We tested whether the phyletic measure of this mitochondrial DNA (mtDNA) tree is a reasonable and useful proxy of diversity information when we cannot hope to know the entire species tree on timescales needed for conservation or ecology. Calibrating such a PD approach to diversity assessment would offer a researcher the full speed of a DNA-based approach. Furthermore, it allows one to avoid the issue of species/barcode equivalence if the trends produced in proof of principle comparisons provide nonsignificantly different patterns of identification (as in Smith et al. 2005). This could provide significant acceleration in terms of between-site comparisons (as in Smith et al. 2005; Forest et al. 2007), but also for within-site measures of sampling efficiency. In the case of the latter, a standard measure of efficient sampling, a species accumulation curve (Gottelli & Colwell 2001), could be augmented by the calculation of a DNA barcode accumulation curve (DBAC). Because of the standardization of the approach, inferences based on such a curve would be transparent to future researchers and directly comparable across time and space to other sampling regimes and taxa.

We tested whether PD assessments of collections made in sub-Arctic Canada (Churchill, Manitoba) in 2006 for parasitoid wasps and ants: (i) would increase in an asymptotic fashion with sampling intensity; (ii) that this accumulation would not be significantly different from the taxonomic accumulation identified using such names as could be assigned based on morphology; and (iii) further, that this barcode trend would not be significantly different from patterns using a single nuclear locus.

Supporting these hypotheses would suggest that an analysis of DNA barcode PD could be a critical triage tool for conservation biologists and managers, providing transparent and reproducible estimates of within- and between-site diversity at a rate that is unapproachable for the most taxonomically labile groups and virtually impossible for the vast majority of life where the viscosity of taxonomic information has historically discouraged the inclusion of the small and the unknown in surveys of diversity.


Field collection and subsampling

We studied two different Hymenoptera groups: ants (Formicidae) and parasitoid wasps (Braconidae, Ichneumnidae, Cynipidae and Diapriidae). Samples were collected as part of the PROBE campaign carried out between 2005–2006 (ants) and 2006–2007 (parasitoid wasps). Specimens were collected using Malaise traps and pitfall traps, checked and emptied once per week. The traps were set up at 11 locations in the vicinity of the town of Churchill.
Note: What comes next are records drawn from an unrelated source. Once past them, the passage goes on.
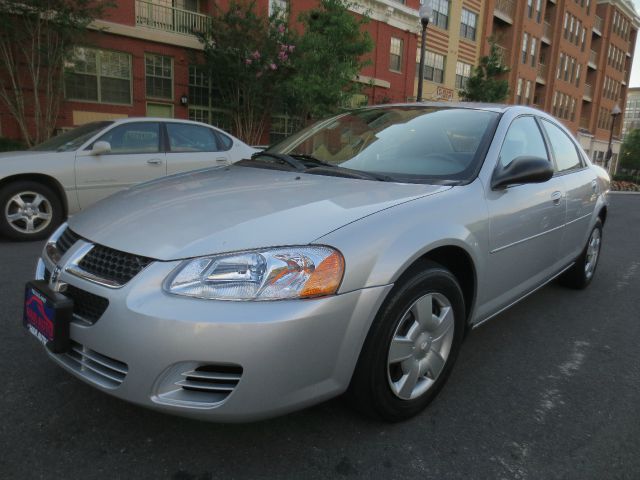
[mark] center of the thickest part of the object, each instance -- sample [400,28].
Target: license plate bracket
[47,315]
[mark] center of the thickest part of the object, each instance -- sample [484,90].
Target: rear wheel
[582,272]
[29,211]
[411,346]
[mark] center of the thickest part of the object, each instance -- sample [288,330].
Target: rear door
[136,156]
[191,147]
[581,190]
[526,221]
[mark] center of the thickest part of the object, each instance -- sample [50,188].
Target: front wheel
[582,272]
[411,347]
[29,211]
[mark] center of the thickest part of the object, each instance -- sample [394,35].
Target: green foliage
[10,145]
[630,151]
[329,56]
[248,57]
[36,37]
[259,67]
[485,84]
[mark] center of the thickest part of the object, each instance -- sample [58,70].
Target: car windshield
[402,143]
[73,139]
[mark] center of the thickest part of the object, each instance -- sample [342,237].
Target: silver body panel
[298,352]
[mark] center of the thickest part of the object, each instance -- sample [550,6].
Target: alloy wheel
[28,212]
[420,346]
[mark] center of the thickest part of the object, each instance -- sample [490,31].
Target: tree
[485,84]
[330,55]
[257,66]
[248,59]
[630,151]
[36,37]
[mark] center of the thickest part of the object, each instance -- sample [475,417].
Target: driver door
[136,156]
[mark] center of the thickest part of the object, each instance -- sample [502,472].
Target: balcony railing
[584,122]
[588,91]
[505,8]
[598,24]
[170,19]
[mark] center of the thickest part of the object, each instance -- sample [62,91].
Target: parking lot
[549,389]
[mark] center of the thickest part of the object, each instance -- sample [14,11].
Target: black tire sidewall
[371,373]
[12,189]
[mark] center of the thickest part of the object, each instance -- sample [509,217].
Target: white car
[40,187]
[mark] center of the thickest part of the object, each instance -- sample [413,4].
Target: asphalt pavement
[547,390]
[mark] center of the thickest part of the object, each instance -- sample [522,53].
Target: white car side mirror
[100,148]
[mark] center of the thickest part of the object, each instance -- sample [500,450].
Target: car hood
[234,208]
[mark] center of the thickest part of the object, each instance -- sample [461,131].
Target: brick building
[141,59]
[571,58]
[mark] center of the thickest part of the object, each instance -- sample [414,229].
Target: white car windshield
[73,139]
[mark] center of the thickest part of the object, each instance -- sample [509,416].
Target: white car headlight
[270,274]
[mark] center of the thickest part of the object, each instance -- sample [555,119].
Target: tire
[29,211]
[401,346]
[580,275]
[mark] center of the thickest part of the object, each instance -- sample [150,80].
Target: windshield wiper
[336,171]
[288,159]
[311,158]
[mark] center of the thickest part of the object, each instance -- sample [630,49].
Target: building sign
[444,93]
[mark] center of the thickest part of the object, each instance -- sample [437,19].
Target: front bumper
[291,353]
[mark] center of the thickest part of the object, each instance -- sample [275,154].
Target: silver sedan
[352,257]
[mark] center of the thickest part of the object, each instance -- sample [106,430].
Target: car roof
[491,107]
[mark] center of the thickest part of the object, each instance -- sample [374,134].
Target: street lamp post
[425,15]
[614,114]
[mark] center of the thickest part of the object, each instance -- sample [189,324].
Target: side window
[522,139]
[225,142]
[137,137]
[191,138]
[564,150]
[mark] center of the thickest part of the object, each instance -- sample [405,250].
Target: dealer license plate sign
[47,315]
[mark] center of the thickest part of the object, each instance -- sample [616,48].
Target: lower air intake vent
[203,385]
[95,367]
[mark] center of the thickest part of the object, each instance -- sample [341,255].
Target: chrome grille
[95,367]
[66,241]
[113,265]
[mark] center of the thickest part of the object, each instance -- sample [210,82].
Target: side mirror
[100,148]
[522,170]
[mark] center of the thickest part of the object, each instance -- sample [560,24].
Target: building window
[533,52]
[159,76]
[441,13]
[99,76]
[463,72]
[281,127]
[468,24]
[201,100]
[433,67]
[395,57]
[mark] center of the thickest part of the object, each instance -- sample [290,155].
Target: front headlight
[270,274]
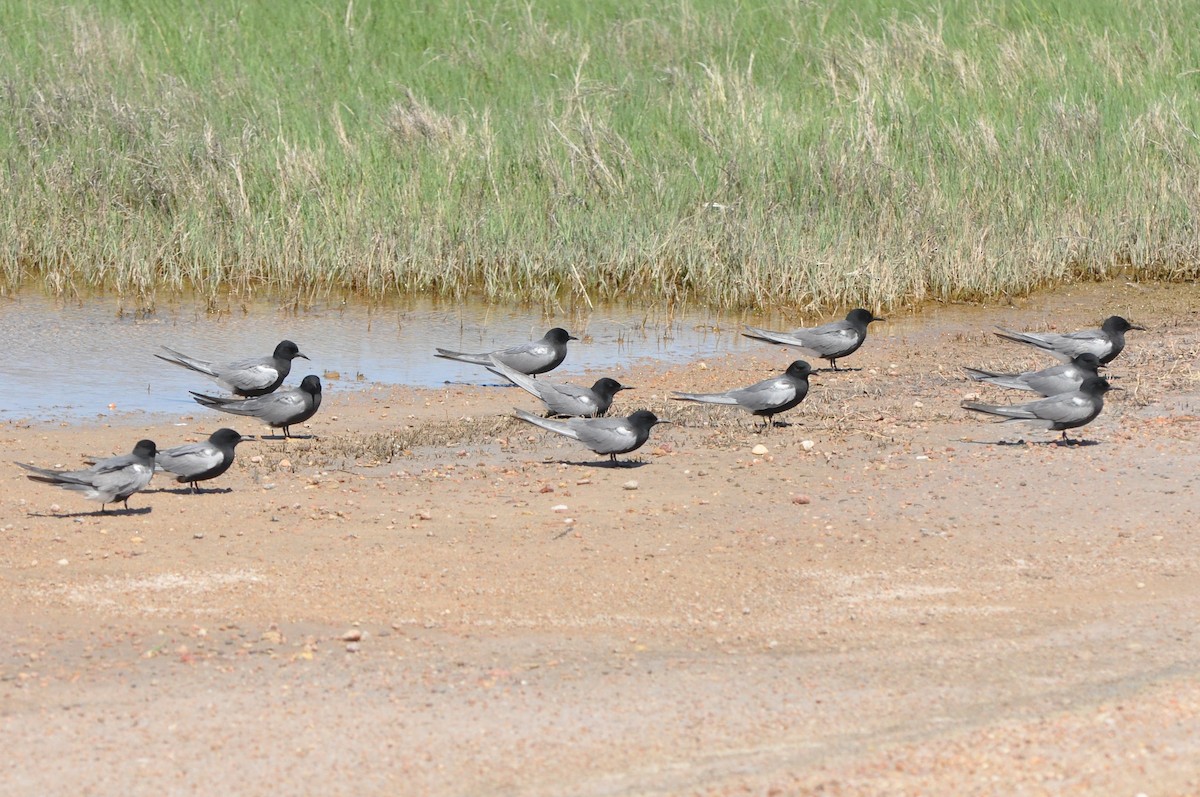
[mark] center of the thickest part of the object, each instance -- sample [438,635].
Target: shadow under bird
[1105,342]
[532,358]
[279,409]
[831,341]
[1049,382]
[564,399]
[767,397]
[605,436]
[247,378]
[195,462]
[108,480]
[1054,413]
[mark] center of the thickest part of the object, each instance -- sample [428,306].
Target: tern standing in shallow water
[831,341]
[247,378]
[532,358]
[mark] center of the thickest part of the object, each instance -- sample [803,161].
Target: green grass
[805,154]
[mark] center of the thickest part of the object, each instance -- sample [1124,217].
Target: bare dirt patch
[431,598]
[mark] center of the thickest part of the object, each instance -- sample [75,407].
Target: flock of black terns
[1073,395]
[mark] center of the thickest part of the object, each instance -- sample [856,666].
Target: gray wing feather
[192,457]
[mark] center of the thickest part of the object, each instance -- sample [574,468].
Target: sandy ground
[430,598]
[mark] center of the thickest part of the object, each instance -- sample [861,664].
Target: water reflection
[85,358]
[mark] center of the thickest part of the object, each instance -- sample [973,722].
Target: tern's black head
[645,419]
[145,448]
[799,370]
[1117,324]
[606,387]
[1095,387]
[862,317]
[227,437]
[288,351]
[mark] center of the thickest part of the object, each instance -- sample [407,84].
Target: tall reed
[796,154]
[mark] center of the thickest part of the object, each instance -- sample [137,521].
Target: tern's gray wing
[123,481]
[276,408]
[569,400]
[835,339]
[766,395]
[1056,379]
[532,358]
[606,435]
[564,427]
[1066,411]
[559,399]
[1065,347]
[1048,382]
[250,375]
[190,459]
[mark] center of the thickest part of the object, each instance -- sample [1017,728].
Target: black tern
[279,409]
[831,341]
[1049,382]
[247,378]
[202,461]
[1055,413]
[1104,342]
[611,436]
[767,397]
[567,400]
[108,480]
[533,358]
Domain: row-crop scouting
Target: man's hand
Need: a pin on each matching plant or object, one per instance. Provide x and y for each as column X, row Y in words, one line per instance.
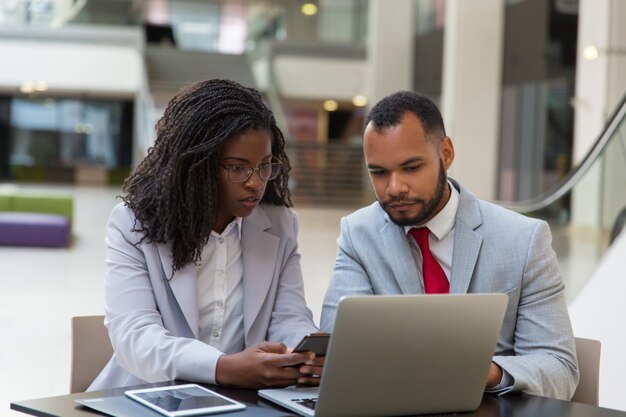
column 261, row 366
column 312, row 370
column 494, row 376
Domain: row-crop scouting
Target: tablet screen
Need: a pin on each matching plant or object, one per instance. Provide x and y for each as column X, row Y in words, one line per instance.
column 184, row 400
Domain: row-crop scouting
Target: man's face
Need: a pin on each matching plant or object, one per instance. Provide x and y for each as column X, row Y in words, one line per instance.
column 408, row 171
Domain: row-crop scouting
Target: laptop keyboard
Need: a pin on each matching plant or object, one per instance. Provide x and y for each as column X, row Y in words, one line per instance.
column 307, row 402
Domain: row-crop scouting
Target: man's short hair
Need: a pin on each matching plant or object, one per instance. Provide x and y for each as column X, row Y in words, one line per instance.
column 389, row 111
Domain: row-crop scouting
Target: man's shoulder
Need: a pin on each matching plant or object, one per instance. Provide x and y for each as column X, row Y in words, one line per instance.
column 269, row 215
column 366, row 214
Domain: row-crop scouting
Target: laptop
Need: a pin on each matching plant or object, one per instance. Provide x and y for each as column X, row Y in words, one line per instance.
column 403, row 355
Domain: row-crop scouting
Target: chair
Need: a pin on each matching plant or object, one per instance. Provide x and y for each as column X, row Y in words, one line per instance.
column 588, row 352
column 91, row 350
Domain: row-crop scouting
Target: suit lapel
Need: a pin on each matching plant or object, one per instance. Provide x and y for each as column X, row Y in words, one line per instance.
column 400, row 258
column 467, row 241
column 259, row 253
column 183, row 285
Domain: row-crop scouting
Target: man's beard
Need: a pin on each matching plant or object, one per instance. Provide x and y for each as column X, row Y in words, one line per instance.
column 428, row 207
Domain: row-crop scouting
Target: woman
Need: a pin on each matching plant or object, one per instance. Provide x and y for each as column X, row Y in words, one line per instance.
column 203, row 274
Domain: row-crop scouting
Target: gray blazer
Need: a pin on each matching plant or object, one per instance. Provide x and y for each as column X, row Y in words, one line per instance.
column 150, row 338
column 495, row 250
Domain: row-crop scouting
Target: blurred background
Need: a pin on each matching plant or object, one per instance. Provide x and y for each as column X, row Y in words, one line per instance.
column 532, row 94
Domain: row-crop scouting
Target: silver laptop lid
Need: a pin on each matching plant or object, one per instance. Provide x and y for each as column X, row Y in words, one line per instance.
column 410, row 354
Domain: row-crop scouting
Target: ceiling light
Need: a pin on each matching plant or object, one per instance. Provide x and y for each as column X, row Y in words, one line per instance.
column 591, row 52
column 359, row 101
column 41, row 86
column 330, row 105
column 27, row 87
column 309, row 9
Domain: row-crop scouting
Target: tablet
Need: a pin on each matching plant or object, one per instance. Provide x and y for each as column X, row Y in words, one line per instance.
column 184, row 400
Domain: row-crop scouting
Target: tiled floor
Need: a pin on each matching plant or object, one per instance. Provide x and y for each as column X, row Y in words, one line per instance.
column 43, row 288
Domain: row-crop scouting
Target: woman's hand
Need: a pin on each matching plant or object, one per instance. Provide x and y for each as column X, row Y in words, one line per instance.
column 312, row 370
column 262, row 366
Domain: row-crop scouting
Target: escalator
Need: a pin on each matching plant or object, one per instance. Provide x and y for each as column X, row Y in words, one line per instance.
column 606, row 159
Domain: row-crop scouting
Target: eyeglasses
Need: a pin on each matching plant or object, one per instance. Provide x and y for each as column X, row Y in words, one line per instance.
column 240, row 173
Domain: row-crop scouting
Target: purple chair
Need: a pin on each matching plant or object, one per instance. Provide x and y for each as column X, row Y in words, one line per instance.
column 34, row 229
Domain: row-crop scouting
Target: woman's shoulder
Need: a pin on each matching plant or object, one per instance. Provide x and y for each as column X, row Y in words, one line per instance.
column 277, row 217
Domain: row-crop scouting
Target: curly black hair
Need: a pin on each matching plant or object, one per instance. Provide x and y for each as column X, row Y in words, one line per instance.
column 388, row 112
column 174, row 190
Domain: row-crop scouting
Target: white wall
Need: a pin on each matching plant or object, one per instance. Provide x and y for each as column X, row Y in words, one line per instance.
column 598, row 313
column 82, row 68
column 79, row 60
column 471, row 90
column 320, row 78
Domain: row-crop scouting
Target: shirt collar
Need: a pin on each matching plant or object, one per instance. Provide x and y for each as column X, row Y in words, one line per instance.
column 232, row 227
column 443, row 222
The specimens were preserved in 100% ethanol and transported back to the Biodiversity Institute of Ontario, Guelph (ants) and the Canadian National Collection of Insects, Arachnids and Nematodes (CNC), Ottawa (parasitoid wasps), where they were removed from ethanol in no intended order — and thus sampling should approach random — although it was not designed to be a priori. The specimens were pinned or placed in gel-capsules, photographed and a single leg removed and placed in a 96-well lysis plate. These plates were then shipped to the University of Guelph where DNA extraction, amplification and sequencing took place.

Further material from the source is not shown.